L’aurore d’une rencontre
Il rejoint l’expérience de Michel Antoine, vice-président du Réseau Chrétiens – Immigrés et président de Solidarités Saint-Bernard de la Chapelle à Paris. Célébrer le dévouement créatif de nombreux bénévoles à travers le pays. Ne pas opposer dans l’action, la satisfaction des besoins urgents (nourriture, logement, alphabétisation, papiers …) et les actions politiques qui exigent une approche globale tant des personnes que du phénomène migratoire. Approche globale de la personne étrangère dans son désir de vivre, sa souffrance de la séparation, sa reconnaissance pour ceux–celles qui l’accompagnent dans le maquis des procédures administratives, son appétit de connaître la richesse culturelle française et de partager la sienne, sa capacité à devenir à son tour « accueillant bénévole » de personnes plus pauvres que lui. Ne pas oublier le primat de la dignité des personnes qualifiées de « ni-ni », ni expulsables, ni régularisables. Que les groupes et associations accentuent leur travail inter-associatif afin d’interpeller les pouvoirs publics et de leur suggérer des solutions.

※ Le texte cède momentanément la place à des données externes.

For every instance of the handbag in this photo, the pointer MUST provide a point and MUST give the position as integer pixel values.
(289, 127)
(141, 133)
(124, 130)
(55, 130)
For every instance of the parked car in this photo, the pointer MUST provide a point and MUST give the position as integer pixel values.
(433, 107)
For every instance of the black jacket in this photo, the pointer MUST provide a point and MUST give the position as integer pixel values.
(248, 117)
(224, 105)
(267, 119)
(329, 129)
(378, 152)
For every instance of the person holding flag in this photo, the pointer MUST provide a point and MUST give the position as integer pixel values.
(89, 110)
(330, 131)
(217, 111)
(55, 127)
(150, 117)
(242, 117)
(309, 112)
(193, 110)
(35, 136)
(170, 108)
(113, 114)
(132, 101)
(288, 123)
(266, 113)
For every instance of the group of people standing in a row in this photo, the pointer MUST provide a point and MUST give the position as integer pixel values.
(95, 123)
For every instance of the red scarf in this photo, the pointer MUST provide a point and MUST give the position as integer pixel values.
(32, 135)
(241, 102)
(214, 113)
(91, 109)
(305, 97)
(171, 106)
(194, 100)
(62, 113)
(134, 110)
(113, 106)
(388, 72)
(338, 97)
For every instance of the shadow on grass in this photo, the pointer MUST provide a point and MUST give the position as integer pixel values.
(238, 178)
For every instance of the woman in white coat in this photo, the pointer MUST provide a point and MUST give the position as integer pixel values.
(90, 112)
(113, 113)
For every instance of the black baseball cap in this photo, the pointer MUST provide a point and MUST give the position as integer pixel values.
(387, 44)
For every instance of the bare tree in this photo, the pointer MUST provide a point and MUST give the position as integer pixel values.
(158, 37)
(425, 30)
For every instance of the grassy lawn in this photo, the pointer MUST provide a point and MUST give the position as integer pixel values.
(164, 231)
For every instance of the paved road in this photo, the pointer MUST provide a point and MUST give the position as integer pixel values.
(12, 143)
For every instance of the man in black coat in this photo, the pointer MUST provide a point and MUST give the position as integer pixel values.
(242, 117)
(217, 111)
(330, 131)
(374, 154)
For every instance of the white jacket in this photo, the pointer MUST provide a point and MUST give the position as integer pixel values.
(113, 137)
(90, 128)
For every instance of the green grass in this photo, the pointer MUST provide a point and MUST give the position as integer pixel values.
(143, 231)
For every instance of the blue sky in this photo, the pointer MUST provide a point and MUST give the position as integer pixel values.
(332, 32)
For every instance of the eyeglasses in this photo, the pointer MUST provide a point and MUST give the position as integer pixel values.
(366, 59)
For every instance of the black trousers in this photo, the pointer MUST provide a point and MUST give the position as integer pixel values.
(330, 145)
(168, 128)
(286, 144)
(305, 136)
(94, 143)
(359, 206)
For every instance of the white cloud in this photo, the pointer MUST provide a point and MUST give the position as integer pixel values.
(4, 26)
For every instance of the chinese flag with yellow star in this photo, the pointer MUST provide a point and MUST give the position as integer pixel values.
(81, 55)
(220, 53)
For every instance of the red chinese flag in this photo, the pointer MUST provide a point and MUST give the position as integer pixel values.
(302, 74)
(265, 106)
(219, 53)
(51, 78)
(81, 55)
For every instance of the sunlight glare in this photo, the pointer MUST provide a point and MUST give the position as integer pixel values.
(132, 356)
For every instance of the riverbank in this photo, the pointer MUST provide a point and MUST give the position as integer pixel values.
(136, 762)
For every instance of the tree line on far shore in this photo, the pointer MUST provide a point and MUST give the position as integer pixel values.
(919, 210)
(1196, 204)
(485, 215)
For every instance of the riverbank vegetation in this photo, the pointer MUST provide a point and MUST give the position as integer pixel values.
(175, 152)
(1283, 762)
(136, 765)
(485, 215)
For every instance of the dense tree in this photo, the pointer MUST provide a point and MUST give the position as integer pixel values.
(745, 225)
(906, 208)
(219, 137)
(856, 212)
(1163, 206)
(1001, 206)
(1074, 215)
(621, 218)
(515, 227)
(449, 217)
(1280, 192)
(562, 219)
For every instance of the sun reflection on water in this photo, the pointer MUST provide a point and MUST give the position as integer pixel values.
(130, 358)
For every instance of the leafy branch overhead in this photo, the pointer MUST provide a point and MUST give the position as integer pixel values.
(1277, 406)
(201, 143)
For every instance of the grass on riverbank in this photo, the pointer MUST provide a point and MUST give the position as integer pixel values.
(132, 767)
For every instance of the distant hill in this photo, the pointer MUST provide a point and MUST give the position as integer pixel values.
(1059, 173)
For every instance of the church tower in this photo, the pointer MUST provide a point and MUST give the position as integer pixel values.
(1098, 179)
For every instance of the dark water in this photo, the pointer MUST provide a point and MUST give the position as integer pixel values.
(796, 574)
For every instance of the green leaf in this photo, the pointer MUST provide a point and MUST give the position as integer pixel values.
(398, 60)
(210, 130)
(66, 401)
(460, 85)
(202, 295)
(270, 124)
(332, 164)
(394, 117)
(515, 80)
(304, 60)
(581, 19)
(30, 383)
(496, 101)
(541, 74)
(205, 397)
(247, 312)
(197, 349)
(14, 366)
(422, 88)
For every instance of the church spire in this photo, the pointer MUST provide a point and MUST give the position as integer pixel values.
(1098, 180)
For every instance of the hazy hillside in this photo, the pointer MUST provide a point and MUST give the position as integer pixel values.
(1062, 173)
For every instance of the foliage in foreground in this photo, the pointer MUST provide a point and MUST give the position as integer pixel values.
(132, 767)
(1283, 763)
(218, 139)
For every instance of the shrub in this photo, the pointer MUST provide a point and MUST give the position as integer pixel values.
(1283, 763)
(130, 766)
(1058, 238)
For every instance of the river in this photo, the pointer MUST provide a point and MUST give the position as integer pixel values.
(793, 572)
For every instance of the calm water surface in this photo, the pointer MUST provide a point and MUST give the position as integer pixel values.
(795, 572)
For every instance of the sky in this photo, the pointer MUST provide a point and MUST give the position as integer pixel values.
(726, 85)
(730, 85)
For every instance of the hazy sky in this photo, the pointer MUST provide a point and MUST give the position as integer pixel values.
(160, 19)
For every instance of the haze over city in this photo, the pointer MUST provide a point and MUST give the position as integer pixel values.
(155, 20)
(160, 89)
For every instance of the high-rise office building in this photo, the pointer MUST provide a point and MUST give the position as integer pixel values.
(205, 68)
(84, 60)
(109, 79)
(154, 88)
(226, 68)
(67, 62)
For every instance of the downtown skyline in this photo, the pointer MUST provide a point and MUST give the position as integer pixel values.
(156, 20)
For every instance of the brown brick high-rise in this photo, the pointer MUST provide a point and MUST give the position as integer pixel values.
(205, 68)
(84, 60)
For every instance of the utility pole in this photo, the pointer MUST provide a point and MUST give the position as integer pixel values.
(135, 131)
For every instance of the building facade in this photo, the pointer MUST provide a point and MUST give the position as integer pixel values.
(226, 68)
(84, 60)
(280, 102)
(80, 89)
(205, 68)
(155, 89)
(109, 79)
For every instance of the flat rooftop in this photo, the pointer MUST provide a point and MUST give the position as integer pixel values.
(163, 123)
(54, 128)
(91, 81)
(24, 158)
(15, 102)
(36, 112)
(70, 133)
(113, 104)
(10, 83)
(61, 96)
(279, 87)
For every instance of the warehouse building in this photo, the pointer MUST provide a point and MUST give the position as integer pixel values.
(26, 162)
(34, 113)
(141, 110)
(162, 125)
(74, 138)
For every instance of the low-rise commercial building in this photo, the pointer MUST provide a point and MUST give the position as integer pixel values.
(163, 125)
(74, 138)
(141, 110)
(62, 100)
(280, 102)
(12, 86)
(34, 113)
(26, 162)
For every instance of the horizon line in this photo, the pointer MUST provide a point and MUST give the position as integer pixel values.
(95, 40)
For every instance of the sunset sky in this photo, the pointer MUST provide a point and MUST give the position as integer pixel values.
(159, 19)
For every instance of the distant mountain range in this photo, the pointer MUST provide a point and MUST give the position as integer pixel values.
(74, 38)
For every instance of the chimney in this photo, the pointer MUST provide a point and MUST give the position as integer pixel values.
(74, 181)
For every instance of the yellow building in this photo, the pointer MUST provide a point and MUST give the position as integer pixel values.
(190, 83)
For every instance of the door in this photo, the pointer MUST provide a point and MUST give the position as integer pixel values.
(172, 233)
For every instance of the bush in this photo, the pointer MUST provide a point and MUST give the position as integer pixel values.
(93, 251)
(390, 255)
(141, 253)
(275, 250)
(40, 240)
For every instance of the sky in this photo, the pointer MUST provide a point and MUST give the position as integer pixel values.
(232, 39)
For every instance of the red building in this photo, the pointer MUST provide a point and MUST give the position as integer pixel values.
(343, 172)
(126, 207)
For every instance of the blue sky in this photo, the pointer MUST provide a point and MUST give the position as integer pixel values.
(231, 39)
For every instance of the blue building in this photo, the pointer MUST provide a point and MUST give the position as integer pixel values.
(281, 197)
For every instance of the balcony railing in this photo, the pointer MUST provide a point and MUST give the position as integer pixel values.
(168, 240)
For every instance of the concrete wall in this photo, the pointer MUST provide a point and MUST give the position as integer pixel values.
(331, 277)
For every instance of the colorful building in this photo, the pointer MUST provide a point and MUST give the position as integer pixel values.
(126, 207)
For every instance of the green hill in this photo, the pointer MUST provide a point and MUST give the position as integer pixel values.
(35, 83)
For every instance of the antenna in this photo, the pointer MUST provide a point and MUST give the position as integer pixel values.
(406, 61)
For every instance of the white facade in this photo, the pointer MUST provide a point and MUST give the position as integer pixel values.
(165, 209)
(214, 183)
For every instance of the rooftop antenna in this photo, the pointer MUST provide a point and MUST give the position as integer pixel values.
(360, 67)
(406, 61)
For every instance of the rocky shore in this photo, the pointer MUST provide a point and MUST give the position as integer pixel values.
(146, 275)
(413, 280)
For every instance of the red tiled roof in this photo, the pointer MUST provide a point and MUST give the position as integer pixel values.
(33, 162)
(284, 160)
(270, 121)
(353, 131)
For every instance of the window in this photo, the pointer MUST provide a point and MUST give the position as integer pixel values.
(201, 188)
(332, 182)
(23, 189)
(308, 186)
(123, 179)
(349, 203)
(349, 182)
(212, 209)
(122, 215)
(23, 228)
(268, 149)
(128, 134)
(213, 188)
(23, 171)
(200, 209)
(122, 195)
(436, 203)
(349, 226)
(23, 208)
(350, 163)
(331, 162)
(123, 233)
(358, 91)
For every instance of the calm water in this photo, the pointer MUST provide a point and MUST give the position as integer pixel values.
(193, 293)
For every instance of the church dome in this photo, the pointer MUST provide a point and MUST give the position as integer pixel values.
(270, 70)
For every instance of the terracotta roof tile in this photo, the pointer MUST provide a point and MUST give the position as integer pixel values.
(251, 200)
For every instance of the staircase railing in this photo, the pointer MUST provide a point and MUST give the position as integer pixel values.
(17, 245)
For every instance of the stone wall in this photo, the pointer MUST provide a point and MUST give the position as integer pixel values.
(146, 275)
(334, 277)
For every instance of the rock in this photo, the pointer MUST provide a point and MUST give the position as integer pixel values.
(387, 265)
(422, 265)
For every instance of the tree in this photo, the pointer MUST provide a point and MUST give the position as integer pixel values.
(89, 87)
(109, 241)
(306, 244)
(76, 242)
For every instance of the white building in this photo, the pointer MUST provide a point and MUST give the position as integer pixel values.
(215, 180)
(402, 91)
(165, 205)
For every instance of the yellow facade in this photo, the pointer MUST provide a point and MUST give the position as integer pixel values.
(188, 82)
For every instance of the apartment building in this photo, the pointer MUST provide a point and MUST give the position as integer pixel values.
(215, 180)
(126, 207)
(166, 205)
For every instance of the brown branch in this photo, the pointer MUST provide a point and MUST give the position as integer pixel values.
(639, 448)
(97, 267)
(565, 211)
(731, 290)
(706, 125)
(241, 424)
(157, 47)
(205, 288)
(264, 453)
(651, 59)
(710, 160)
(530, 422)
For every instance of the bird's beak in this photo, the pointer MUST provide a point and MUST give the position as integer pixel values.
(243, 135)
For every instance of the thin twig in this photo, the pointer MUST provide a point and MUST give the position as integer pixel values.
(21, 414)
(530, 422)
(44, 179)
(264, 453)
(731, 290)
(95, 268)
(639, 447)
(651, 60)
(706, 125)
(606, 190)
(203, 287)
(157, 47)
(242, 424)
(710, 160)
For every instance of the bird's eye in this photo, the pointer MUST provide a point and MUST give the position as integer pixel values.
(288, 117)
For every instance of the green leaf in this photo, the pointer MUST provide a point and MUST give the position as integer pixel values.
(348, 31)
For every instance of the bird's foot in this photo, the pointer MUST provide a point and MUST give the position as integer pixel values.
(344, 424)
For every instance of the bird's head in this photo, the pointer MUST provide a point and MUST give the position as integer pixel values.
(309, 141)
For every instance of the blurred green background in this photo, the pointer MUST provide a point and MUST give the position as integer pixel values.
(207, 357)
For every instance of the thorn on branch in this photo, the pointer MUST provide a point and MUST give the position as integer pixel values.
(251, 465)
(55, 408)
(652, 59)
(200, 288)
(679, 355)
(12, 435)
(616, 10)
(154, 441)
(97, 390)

À notre tour, accueillir les cadeaux de courage et d’inventivité, que nous font les personnes accueillies. Plus qu’un débat : une véritable rencontre. Au cœur de certaines des nuits que traverse notre société, accueillir des visages, des larmes et des sourires. Non pour réaliser un miracle… sauf peut-être celui de l’aurore que provoque toute vraie rencontre.